Almost no one believes the drug war has ever worked as originally intended; someone merely suggesting that (John Walters is a good example) risks being considered ridiculously out of touch. Indeed, few of the policy's most ardent defenders make such claims any more. Their arguments in favor of retaining it are increasingly defensive and lean heavily on necessity. For example “we know from the scourge of illegal drugs and the damage caused by alcohol and tobacco what terrible things would happen following legalization.” That such irrational claims still resonate with enough with the voting public to sustain a failing policy is, by itself, an indication of our national problem. It also tends to validate what has become my main thesis: humans weren't an existential threat to their own welfare until the discovery of empirical Science in Europe about five hundred years ago. The rapid success of Science, progressively compounded by the new technologies it produces, has allowed exploitation of “nature” in ways that were unpredictable just a few years before their appearance. A good example is how the Twentieth Century acceleration of both communication and transportation technology has helped reshape the global economy. The century also saw a four-fold increase in the Earth's human population despite two historically lethal “world” wars and the 1918 Influenza Pandemic.

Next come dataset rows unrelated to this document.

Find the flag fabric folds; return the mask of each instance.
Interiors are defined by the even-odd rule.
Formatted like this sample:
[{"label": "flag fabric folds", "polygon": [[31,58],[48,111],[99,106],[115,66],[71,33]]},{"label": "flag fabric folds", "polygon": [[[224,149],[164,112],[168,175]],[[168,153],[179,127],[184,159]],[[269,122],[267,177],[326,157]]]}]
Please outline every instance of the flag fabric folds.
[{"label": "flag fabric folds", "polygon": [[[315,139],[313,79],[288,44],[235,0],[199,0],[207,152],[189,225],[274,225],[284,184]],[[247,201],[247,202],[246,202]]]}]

Even more ominously, the same scientific “progress” may have uncovered an evolutionary design flaw lurking within our otherwise marvelous brains. The window on history allowing that startling deduction has been the war on drugs. More specifically, it's been the failure of the federal government's “marijuana” policy as elucidated by a study of the policy's victims made possible after California passed Proposition 215 in 1996, thus marking the nation's first successful voter rebellion against a questionable policy. To a degree I still have difficulty believing, responses to the initiative by both proponents and opponents, have helped reveal the serious brain flaw alluded to above and previously described by neurologist Paul MacLean. I feel some sense of urgency in describing it as coherently as possible because I've also become aware of how much denial is abroad in the world. Also that our biggest problem is not the war on drugs, which is simply a convenient example of the problem.
There are multiple other more urgent and serious problems facing us. In the short term, the most dangerous may be the planet's dangerously swollen human population, driven by their unruly emotions into making making terrible decisions like 9/11, even as others cling angrily to an unsustainable status quo.